A system over Bay of Bengal is behind the ordeal for Calcuttans. It is tipped to make the run-up to Kali Puja wet, a Met official said on Tuesday.
The maximum temperature had been two notches above normal on Friday, Saturday and Sunday.
On Monday and Tuesday, it remained a notch above normal. The minimum temperature, too, has been on the higher side. The relative humidity has been hovering in the mid-90s, making Calcuttans sweat more.
After Durga Puja, the moisture content in the air was low and dry northwest winds had just started blowing in. But that was for a brief time and the fluctuations in temperature and humidity levels have caught several Calcuttans off guard and in the grip of fever and respiratory problems.

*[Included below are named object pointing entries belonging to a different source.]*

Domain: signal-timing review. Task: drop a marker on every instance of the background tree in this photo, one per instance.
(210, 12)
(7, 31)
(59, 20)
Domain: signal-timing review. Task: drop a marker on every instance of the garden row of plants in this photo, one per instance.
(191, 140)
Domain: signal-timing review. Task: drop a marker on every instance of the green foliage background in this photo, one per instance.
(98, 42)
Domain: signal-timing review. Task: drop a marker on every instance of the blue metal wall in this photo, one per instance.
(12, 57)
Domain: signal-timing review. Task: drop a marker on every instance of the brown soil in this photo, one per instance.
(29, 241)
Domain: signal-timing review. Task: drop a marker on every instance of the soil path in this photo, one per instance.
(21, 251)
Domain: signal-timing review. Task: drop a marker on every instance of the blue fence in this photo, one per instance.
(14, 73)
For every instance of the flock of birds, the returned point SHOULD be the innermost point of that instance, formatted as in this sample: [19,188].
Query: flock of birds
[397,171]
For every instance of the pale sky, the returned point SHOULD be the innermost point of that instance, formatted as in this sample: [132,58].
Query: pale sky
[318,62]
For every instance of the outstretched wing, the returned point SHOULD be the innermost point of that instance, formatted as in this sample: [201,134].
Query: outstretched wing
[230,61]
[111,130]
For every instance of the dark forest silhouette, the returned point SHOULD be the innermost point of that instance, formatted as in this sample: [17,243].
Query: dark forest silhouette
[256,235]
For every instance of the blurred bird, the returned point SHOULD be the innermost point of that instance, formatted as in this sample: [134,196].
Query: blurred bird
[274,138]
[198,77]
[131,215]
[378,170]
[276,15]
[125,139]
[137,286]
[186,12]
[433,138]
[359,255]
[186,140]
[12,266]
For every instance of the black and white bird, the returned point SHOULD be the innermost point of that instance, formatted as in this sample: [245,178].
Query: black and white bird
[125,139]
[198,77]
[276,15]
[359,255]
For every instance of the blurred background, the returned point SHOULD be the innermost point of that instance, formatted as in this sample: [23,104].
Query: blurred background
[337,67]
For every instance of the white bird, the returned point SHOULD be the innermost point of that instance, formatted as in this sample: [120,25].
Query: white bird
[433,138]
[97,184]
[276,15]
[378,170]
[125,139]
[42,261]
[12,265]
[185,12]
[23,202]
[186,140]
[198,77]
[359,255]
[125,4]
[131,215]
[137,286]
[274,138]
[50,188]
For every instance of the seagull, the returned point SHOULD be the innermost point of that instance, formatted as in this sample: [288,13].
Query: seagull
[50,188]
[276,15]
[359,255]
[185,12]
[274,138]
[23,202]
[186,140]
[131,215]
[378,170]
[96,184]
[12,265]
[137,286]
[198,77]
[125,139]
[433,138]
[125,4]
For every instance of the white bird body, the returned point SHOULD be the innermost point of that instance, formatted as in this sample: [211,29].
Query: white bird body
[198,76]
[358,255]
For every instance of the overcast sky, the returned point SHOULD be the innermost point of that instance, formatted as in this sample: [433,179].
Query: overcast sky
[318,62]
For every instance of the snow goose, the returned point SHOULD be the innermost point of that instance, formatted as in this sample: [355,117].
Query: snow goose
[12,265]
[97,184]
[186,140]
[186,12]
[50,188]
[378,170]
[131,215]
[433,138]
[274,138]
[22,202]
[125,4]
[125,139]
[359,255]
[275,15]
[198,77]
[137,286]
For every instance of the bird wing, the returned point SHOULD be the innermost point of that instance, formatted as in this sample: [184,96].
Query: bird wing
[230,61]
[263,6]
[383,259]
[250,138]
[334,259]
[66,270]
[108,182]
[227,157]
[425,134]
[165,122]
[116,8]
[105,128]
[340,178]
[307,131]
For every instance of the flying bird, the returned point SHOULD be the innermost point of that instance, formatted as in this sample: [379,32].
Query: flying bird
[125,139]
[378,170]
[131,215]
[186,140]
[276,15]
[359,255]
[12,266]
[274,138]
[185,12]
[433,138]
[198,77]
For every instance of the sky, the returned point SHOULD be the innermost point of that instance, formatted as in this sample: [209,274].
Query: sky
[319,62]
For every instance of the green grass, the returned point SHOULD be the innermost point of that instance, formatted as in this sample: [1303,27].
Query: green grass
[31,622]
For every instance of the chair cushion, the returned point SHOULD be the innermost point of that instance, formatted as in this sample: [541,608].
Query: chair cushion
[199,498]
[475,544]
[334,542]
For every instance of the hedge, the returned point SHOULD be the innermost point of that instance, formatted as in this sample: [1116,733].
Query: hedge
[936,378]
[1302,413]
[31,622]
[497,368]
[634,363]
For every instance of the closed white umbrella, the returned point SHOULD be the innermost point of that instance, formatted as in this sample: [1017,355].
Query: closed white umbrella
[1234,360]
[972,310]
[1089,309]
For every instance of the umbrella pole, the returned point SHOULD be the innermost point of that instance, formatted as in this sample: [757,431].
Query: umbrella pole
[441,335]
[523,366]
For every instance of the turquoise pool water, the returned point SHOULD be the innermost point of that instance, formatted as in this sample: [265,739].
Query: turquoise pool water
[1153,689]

“A low-pressure area over westcentral and adjoining southwest Bay of Bengal is moving towards Andhra Pradesh and Chhattisgarh. The system is sucking in a lot of moisture from the sea and is tipped to trigger rain and thundershowers in several districts of Bengal between October 23 and 26,” the Met official said.
The western and central districts of Bengal are likely to get more rain under the impact of the system. Calcutta is tipped to get light to moderate rain, he said.
“The moisture incursion from Bay of Bengal is preventing the dry winds from north India from entering the state. A low-pressure area over the Arabian Sea is proving to be another stumbling block for the winds, which herald the onset of winter in Calcutta,” Sanjib Bandyopadhyay, deputy director-general, India Meteorological Department, Calcutta, said.
The moisture in the atmosphere is causing the rise in the mercury, he said.
The monsoon had officially left the city this year on October 14. Weather officials had then spotted wind blowing from north India instead of southwest, the direction of the Bay of Bengal. That means dry winds from north India had started replacing the moisture-laden winds from the Bay of Bengal.
The minimum relative humidity, a measure of moisture in the air during the day, had decreased to less than 50 per cent on three days between October 12 and 15.
“The moisture will be sucked out of the atmosphere after the system passes by, paving the way for the dry northwest winds to enter the city and reduce the temperature,” a weather scientist said.